Normal samples: 100-200 defect-free images per product category
Defect examples: needed for PP-YOLOE, not needed for EfficientAD
Annotation format: COCO JSON (pixel masks) for segmentation; YOLO .txt for boxes
Augmentation: avoid geometric transforms that create fake texture artifacts

Tiling for High-Resolution Input¶

Defect images are often 8-24MP. All models above work best at 640-1024px input.

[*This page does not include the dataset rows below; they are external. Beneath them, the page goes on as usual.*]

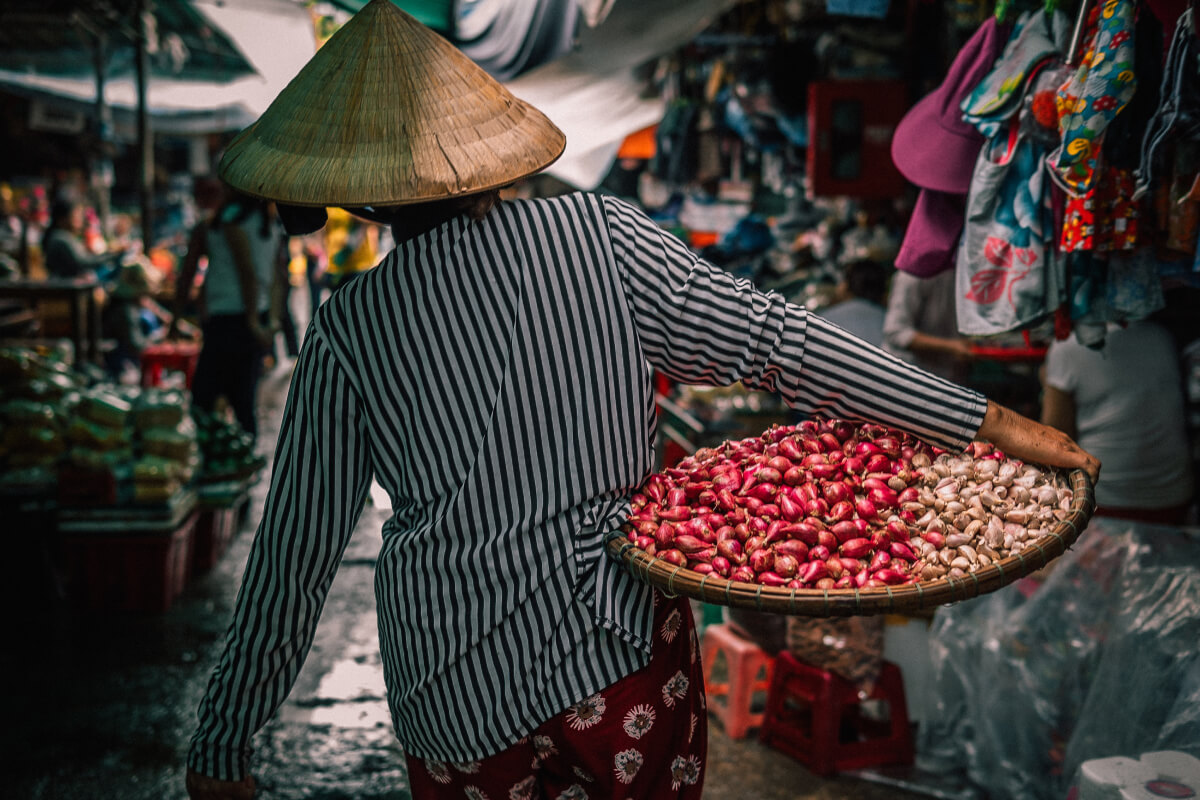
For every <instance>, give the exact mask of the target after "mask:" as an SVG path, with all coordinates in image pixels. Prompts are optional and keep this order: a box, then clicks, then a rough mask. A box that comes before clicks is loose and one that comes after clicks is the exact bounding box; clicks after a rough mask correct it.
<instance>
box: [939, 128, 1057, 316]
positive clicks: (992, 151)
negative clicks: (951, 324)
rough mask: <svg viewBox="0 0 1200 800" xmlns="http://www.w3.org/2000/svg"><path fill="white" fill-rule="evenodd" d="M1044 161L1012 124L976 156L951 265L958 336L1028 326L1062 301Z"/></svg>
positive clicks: (990, 140) (1048, 184)
mask: <svg viewBox="0 0 1200 800" xmlns="http://www.w3.org/2000/svg"><path fill="white" fill-rule="evenodd" d="M1044 157H1045V149H1044V148H1043V146H1042V145H1040V144H1039V143H1038V142H1037V140H1036V139H1033V138H1031V137H1028V136H1022V134H1020V133H1019V120H1016V119H1014V120H1012V122H1010V126H1009V131H1008V134H1007V136H1002V137H996V138H994V139H991V140H990V142H989V143H988V144H986V145H984V149H983V150H982V151H980V152H979V158H978V161H977V162H976V172H974V175H973V178H972V179H971V192H970V194H968V196H967V215H966V223H965V225H964V229H962V237H961V241H960V243H959V254H958V261H956V265H955V266H956V269H955V275H956V291H955V295H956V299H958V305H956V308H955V311H956V317H958V327H959V332H961V333H965V335H967V336H989V335H994V333H1003V332H1007V331H1014V330H1020V329H1022V327H1028V326H1031V325H1033V324H1036V323H1038V321H1040V320H1042V319H1043V318H1045V317H1048V315H1049V314H1050V313H1051V312H1052V311H1054V309H1055V308H1057V307H1058V303H1060V302H1061V297H1062V289H1063V283H1064V278H1063V276H1062V261H1061V258H1060V254H1058V252H1057V248H1056V247H1055V235H1054V233H1052V223H1054V213H1052V206H1051V199H1050V185H1049V180H1048V179H1046V170H1044V169H1043V168H1042V166H1043V158H1044Z"/></svg>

import sahi  # Slicing Aided Hyper Inference

from sahi import AutoDetectionModel
from sahi.predict import get_sliced_prediction

model = AutoDetectionModel.from_pretrained(
    model_type="yolov8",
    model_path="pp_yoloe_sod.pt",
    confidence_threshold=0.3,
    device="cuda",
)

result = get_sliced_prediction(
    "jewelry_8mp.jpg",
    model,
    slice_height=640,
    slice_width=640,
    overlap_height_ratio=0.2,
    overlap_width_ratio=0.2,
)

Gotchas¶

EfficientAD memory bank: unlike PatchCore, EfficientAD does not use a growing memory bank — this is why it's fast and low-VRAM, but means it can't be updated incrementally without retraining.
Per-category training required: anomaly models are trained per product category. A model trained on gold rings will not perform well on gemstone pendants — different normal texture distributions.
Specular masking: for jewelry, specular highlights score as high anomalies in EfficientAD. Pre-mask specular regions using highlight detection (HSV V>240, S<30) before feeding to anomaly model.
PP-YOLOE-SOD requires labeled data: unlike EfficientAD, PP-YOLOE needs bounding box annotations for each defect type. Plan for annotation pipeline before choosing this approach.
Tiling tile size vs model training: if using SAHI tiling at inference, the model must have been trained at a compatible resolution. Mismatched tile sizes cause degraded accuracy.